I got a new haircut last week and I’m struggling with whether I love it or hate it. It was already pretty short in the back but this new cut took the long angled layers in the front out of the picture and so now it’s short all over — like above-the-ears short. I didn’t realize until now how feminine it feels to have random pieces of hair swinging around and flopping into my eyes during the day, and I really miss having something to tuck behind my ear or pin out of my face while I’m working.
But that’s not to say I think the haircut is a total bust. I styled it for the first time Saturday night and after some experimenting I think it turned out pretty cute. My hair is very fine and fairly curly and the shorter length means it’s healthier and less weighed down, extra fluffy and full of body.

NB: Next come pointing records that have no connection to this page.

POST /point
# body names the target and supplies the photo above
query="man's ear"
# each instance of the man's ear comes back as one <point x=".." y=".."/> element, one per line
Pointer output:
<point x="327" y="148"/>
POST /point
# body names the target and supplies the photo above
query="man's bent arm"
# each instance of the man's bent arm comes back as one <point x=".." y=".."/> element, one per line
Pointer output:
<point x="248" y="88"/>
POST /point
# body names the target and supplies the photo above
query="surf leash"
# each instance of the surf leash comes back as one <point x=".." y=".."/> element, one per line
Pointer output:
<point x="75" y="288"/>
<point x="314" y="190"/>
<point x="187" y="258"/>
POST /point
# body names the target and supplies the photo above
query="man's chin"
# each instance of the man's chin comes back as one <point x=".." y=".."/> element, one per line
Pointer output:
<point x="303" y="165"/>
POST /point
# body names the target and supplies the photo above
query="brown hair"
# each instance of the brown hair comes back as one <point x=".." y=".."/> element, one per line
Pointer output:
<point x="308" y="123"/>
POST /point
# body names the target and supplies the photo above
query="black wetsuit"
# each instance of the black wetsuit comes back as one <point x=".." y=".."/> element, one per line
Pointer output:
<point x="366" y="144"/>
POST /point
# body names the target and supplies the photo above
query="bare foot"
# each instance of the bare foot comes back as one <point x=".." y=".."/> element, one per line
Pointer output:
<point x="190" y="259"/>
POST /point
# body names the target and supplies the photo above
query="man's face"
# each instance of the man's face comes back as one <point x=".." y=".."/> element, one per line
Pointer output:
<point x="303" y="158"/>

My mom (she’s the only one who cuts my hair) did a great job shaping it and when I flip out the ends especially it looks young and hip and flattering. Getting ready on Saturday I started out frustrated but ended up really in love with it. For a few hours at least I didn’t miss my old floppy layers and ear tucking.

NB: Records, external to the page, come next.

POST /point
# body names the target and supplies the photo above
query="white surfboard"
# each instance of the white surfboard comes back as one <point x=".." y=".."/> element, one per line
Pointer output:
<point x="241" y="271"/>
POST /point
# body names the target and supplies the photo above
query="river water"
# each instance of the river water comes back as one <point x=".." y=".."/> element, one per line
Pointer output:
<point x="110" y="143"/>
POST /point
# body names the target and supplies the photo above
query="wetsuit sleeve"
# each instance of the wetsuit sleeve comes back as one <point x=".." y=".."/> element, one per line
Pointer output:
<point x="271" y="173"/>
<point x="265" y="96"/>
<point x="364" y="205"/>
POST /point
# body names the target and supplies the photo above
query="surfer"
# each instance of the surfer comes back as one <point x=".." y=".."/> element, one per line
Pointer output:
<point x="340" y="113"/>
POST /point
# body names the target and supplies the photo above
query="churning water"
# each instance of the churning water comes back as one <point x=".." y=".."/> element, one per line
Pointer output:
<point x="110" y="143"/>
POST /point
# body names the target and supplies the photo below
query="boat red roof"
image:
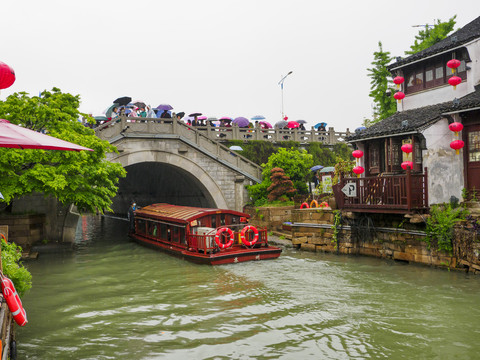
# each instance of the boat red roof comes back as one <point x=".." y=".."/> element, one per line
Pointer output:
<point x="183" y="214"/>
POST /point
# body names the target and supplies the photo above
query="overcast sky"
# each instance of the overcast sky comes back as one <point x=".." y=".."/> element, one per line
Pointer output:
<point x="217" y="57"/>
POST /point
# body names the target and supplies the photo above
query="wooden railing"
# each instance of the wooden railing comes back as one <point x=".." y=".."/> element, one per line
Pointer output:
<point x="387" y="193"/>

And now I’m back to mixed feelings. Maybe it’s just the sudden change that I’m having trouble with? Regardless if I’m dealing with a temporary state of shock or a permanent case of dislike I’m not sorry I got the cut — I wanted to try it and if I didn’t I would always wonder. Plus I’m not convinced I won’t come to love it after another few days of adjustment, and of course hair always grows back — in just a few weeks I’ll have to decide whether I want to let it grow out or get a trim to maintain it where it’s at.
I wish I had a better picture but you can sort of see it in this one. I suppose if I end up liking it you’ll see it again!